Kim Seo Young, Lee Jae Won, Bae Jong Sung
Research Institute for Basic Science, Chonnam National University, Gwangju, 500-757, Korea.
BMC Bioinformatics. 2006 Mar 14;7:134. doi: 10.1186/1471-2105-7-134.
Microarray technology has made it possible to simultaneously measure the expression levels of large numbers of genes in a short time. Gene expression data is information rich; however, extensive data mining is required to identify the patterns that characterize the underlying mechanisms of action. Clustering is an important tool for finding groups of genes with similar expression patterns in microarray data analysis. However, hard clustering methods, which assign each gene exactly to one cluster, are poorly suited to the analysis of microarray datasets because in such datasets the clusters of genes frequently overlap.

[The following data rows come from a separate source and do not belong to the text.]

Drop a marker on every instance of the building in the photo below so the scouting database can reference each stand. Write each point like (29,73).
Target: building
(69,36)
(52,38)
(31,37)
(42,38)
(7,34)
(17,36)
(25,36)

In this study we applied the fuzzy partitional clustering method known as Fuzzy C-Means (FCM) to overcome the limitations of hard clustering. To identify the effect of data normalization, we used three normalization methods, the two common scale and location transformations and Lowess normalization methods, to normalize three microarray datasets and three simulated datasets. First we determined the optimal parameters for FCM clustering. We found that the optimal fuzzification parameter in the FCM analysis of a microarray dataset depended on the normalization method applied to the dataset during preprocessing. We additionally evaluated the effect of normalization of noisy datasets on the results obtained when hard clustering or FCM clustering was applied to those datasets. The effects of normalization were evaluated using both simulated datasets and microarray datasets. A comparative analysis showed that the clustering results depended on the normalization method used and the noisiness of the data. In particular, the selection of the fuzzification parameter value for the FCM method was sensitive to the normalization method used for datasets with large variations across samples.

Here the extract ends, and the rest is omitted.